The P versus NP problem is a major unsolved problem in theoretical computer science. Informally, it asks whether every problem whose solution can be quickly verified can also be quickly solved.

Here, "quickly" means an algorithm exists that solves the task and runs in polynomial time (as opposed to, say, exponential time), meaning the task completion time is bounded above by a polynomial function on the size of the input to the algorithm. The general class of questions that some algorithm can answer in polynomial time is "P" or "class P". For some questions, there is no known way to find an answer quickly, but if provided with an answer, it can be verified quickly. The class of questions where an answer can be verified in polynomial time is "NP", standing for "nondeterministic polynomial time".

An answer to the P versus NP question would determine whether problems that can be verified in polynomial time can also be solved in polynomial time. If P ≠ NP, which is widely believed, it would mean that there are problems in NP that are harder to compute than to verify: they could not be solved in polynomial time, but the answer could be verified in polynomial time.

The problem has been called the most important open problem in computer science. Aside from being an important problem in computational theory, a proof either way would have profound implications for mathematics, cryptography, algorithm research, artificial intelligence, game theory, multimedia processing, philosophy, economics and many other fields.

It is one of the seven Millennium Prize Problems selected by the Clay Mathematics Institute, each of which carries a US$1,000,000 prize for the first correct solution.

Consider the following yes/no problem: given an incomplete Sudoku grid of size ${\displaystyle n^{2}\times n^{2}}$, is there at least one legal solution where every row, column, and ${\displaystyle n\times n}$ square contains the integers 1 through ${\displaystyle n^{2}}$? It is straightforward to verify "yes" instances of this generalized Sudoku problem given a candidate solution. However, it is not known whether there is a polynomial-time algorithm that can correctly answer "yes" or "no" to all instances of this problem. Therefore, generalized Sudoku is in NP (quickly verifiable), but may or may not be in P (quickly solvable). (It is necessary to consider a generalized version of Sudoku, as any fixed size Sudoku has only a finite number of possible grids. In this case the problem is in P, as the answer can be found by table lookup.)

The precise statement of the P versus NP problem was introduced in 1971 by Stephen Cook in his seminal paper "The complexity of theorem proving procedures" (and independently by Leonid Levin in 1973).

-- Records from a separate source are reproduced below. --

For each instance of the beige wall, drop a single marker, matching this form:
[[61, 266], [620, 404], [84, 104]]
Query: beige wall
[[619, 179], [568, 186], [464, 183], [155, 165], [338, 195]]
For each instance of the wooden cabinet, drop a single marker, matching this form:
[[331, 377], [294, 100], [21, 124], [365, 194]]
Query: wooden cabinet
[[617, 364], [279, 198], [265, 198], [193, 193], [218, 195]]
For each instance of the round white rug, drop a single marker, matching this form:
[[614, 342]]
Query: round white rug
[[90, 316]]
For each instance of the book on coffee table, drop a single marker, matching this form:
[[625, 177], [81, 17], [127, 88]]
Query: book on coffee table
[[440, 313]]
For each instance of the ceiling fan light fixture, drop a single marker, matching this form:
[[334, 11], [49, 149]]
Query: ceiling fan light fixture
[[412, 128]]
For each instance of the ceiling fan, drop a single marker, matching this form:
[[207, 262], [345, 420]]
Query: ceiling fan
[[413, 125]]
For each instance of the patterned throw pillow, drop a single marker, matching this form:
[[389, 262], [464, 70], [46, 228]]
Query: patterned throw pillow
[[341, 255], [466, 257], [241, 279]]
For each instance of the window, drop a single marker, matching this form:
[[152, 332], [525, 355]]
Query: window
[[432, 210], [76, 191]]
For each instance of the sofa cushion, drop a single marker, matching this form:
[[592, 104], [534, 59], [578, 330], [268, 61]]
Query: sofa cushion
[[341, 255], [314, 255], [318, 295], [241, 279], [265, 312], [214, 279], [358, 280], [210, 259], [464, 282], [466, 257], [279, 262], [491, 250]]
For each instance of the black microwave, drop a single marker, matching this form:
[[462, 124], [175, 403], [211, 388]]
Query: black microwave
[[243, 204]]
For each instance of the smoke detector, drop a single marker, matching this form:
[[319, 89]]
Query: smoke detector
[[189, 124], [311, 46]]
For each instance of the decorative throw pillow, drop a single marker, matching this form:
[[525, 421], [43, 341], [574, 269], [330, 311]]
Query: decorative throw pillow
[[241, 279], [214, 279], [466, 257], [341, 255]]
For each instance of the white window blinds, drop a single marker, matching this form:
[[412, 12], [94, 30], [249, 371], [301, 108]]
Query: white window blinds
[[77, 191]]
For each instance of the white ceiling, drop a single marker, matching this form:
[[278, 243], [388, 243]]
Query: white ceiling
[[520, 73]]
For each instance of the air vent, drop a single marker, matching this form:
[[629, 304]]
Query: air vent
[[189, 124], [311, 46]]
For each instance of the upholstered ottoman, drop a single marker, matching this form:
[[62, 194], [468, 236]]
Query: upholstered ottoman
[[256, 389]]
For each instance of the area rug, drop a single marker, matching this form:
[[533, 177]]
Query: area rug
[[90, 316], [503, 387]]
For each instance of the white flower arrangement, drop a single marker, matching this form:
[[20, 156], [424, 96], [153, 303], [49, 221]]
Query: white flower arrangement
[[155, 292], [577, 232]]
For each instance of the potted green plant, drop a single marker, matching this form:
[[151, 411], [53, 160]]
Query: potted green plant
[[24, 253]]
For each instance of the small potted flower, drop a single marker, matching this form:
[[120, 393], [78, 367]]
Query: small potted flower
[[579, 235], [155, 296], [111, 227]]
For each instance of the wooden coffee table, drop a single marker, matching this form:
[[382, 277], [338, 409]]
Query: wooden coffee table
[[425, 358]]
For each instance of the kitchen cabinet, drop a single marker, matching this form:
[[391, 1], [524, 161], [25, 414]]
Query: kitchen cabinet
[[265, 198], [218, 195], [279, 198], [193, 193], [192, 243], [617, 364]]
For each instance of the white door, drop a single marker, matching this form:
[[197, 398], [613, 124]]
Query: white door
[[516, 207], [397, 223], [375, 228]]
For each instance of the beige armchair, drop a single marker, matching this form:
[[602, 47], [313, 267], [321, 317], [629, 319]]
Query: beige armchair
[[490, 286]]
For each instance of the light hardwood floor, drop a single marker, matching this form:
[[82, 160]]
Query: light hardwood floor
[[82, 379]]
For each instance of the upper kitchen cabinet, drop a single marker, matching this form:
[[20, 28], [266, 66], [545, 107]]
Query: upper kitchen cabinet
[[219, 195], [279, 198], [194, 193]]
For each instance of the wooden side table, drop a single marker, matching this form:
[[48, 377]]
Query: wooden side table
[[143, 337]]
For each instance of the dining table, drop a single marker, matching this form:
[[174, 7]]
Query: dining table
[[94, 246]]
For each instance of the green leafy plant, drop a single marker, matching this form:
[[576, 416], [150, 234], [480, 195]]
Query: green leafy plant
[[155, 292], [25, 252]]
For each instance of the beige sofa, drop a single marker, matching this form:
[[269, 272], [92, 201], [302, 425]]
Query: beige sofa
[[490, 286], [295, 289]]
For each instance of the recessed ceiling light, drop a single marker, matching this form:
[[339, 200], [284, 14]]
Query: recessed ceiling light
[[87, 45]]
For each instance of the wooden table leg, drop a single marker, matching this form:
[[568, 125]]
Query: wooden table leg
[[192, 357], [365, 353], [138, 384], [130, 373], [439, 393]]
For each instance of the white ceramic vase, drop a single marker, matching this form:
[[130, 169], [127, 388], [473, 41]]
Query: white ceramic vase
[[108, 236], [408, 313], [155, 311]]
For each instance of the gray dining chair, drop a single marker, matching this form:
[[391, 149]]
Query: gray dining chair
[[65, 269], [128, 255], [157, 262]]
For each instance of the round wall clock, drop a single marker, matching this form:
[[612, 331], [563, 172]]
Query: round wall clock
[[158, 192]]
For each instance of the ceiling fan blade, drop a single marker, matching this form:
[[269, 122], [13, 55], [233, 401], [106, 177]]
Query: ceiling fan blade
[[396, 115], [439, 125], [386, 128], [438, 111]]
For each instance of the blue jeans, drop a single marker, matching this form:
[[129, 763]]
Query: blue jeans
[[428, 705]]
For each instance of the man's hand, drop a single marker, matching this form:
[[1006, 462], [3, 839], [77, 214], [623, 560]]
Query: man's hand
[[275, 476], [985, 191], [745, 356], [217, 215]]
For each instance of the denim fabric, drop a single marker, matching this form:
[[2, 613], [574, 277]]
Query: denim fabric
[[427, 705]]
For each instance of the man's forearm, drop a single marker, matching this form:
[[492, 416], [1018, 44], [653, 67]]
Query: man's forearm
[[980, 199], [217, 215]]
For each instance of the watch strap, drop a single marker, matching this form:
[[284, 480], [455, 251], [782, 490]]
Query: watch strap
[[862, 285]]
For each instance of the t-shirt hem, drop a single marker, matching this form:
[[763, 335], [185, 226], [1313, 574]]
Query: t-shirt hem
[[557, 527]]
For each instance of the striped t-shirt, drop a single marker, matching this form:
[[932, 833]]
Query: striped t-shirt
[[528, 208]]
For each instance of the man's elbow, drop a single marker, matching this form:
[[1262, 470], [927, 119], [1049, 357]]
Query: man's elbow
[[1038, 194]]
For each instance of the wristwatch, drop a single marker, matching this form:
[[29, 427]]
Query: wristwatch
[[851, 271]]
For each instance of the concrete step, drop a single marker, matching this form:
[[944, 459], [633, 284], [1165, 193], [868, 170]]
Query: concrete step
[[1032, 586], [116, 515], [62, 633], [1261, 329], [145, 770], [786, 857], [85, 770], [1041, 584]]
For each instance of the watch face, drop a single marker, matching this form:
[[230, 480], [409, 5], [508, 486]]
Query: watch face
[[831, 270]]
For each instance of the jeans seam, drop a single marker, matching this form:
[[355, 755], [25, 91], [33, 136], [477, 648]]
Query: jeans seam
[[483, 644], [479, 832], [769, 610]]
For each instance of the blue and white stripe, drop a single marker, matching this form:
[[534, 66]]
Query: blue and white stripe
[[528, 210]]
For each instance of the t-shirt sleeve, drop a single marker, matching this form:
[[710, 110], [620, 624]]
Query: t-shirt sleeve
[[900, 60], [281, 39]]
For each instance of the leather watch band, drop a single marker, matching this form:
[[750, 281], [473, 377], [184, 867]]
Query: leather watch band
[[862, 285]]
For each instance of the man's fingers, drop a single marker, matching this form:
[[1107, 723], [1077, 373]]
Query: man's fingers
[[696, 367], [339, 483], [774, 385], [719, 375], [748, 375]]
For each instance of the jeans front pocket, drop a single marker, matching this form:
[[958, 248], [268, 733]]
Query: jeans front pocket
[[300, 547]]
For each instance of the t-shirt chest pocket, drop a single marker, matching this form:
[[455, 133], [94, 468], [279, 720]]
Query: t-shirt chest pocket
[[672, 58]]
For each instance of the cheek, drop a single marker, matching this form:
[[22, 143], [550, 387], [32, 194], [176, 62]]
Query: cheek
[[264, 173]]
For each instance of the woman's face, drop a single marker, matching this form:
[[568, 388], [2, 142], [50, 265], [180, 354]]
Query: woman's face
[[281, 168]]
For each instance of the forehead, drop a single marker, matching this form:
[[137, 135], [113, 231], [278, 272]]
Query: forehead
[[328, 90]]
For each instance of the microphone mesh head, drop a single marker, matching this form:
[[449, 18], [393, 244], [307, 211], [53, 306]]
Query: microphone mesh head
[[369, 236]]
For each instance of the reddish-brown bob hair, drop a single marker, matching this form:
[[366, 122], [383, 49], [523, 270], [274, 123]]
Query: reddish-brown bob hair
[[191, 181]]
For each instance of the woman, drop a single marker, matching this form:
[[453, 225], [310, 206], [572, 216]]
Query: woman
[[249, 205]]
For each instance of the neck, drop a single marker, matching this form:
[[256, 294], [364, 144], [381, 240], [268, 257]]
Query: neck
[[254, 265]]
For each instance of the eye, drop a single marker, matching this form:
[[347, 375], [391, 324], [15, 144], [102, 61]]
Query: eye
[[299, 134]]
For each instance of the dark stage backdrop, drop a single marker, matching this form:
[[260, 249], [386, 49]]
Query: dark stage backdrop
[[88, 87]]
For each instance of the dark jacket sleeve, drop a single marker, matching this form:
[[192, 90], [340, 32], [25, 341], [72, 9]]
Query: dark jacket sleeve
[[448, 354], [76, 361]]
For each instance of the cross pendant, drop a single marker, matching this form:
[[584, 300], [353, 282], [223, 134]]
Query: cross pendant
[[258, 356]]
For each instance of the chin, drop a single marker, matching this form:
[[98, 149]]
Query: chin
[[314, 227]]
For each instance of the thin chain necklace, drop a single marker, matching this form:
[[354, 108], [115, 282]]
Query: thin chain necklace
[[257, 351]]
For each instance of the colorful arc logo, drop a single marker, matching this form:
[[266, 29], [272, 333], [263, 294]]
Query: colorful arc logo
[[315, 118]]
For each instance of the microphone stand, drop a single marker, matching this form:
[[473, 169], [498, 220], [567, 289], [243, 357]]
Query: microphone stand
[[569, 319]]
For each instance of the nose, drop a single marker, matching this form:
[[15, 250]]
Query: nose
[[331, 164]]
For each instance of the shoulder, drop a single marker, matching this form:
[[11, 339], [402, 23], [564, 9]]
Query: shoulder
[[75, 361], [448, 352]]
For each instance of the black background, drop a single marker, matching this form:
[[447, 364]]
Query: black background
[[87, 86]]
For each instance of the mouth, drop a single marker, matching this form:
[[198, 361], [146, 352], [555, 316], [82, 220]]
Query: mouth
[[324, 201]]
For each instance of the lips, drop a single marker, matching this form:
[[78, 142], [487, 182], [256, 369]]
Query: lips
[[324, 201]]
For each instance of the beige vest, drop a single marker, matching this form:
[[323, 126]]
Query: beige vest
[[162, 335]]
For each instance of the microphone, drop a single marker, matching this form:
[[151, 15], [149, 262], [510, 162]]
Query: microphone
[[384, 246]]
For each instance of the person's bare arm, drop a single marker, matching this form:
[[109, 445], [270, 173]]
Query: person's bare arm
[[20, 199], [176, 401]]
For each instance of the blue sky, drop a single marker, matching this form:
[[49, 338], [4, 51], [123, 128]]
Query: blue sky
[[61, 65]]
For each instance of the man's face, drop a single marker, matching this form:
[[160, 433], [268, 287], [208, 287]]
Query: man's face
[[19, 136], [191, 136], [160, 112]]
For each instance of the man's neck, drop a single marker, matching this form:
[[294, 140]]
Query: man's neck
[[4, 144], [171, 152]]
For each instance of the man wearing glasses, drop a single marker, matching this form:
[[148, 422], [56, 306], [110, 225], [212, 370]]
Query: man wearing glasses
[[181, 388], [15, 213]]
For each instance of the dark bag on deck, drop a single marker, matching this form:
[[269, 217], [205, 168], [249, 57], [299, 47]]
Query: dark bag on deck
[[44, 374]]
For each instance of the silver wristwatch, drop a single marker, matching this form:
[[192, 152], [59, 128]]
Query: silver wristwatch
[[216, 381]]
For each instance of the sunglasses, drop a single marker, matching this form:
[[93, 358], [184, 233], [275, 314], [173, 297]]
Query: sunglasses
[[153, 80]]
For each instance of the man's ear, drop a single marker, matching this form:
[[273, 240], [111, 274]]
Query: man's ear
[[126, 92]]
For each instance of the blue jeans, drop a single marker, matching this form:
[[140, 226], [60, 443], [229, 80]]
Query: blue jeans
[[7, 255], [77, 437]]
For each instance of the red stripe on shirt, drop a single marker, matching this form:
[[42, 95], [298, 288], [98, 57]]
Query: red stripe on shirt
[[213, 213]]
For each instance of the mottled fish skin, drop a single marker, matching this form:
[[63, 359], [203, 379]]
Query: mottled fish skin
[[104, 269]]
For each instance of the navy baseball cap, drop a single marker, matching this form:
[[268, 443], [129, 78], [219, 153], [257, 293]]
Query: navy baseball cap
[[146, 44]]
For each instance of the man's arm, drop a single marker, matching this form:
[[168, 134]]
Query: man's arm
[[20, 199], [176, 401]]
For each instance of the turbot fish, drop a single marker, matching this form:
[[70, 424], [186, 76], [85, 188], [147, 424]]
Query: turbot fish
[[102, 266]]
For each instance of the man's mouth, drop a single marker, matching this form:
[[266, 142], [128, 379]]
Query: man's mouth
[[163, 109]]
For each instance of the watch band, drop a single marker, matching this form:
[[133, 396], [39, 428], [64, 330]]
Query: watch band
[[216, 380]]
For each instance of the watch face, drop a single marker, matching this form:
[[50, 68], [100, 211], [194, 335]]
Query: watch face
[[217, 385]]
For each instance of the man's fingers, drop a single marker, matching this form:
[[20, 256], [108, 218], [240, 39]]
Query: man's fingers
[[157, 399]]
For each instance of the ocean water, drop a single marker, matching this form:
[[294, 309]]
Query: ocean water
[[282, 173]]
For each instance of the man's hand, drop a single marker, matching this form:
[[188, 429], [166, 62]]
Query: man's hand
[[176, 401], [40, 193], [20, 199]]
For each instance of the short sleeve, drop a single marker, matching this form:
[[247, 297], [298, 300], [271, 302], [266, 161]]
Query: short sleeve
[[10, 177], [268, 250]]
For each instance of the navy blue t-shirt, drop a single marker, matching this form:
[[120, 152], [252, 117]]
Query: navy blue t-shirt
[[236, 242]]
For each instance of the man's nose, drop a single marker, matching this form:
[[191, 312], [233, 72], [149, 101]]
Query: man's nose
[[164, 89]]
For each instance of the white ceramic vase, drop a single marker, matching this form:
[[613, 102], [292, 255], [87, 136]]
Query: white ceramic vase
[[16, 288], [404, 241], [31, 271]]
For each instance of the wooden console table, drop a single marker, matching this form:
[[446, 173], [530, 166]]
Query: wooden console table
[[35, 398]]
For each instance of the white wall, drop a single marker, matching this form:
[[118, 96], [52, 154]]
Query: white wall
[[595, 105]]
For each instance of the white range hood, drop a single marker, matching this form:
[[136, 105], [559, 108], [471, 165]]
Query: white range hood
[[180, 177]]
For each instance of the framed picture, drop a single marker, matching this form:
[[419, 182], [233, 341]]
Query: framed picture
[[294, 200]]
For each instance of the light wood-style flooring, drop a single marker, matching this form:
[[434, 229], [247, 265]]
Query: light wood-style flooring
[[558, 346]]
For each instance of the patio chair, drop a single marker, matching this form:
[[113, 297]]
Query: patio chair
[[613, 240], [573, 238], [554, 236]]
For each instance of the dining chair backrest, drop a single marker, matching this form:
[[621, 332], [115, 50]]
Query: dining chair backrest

Although the P versus NP problem was formally defined in 1971, there were previous inklings of the problems involved, the difficulty of proof, and the potential consequences. In 1955, mathematician John Nash wrote a letter to the National Security Agency, speculating that the time required to crack a sufficiently complex code would increase exponentially with the length of the key. If proved (and Nash was suitably skeptical), this would imply what is now called P ≠ NP, since a proposed key can be verified in polynomial time. Another mention of the underlying problem occurred in a 1956 letter written by Kurt Gödel to John von Neumann. Gödel asked whether theorem-proving (now known to be co-NP-complete) could be solved in quadratic or linear time, and pointed out one of the most important consequences—that if so, then the discovery of mathematical proofs could be automated.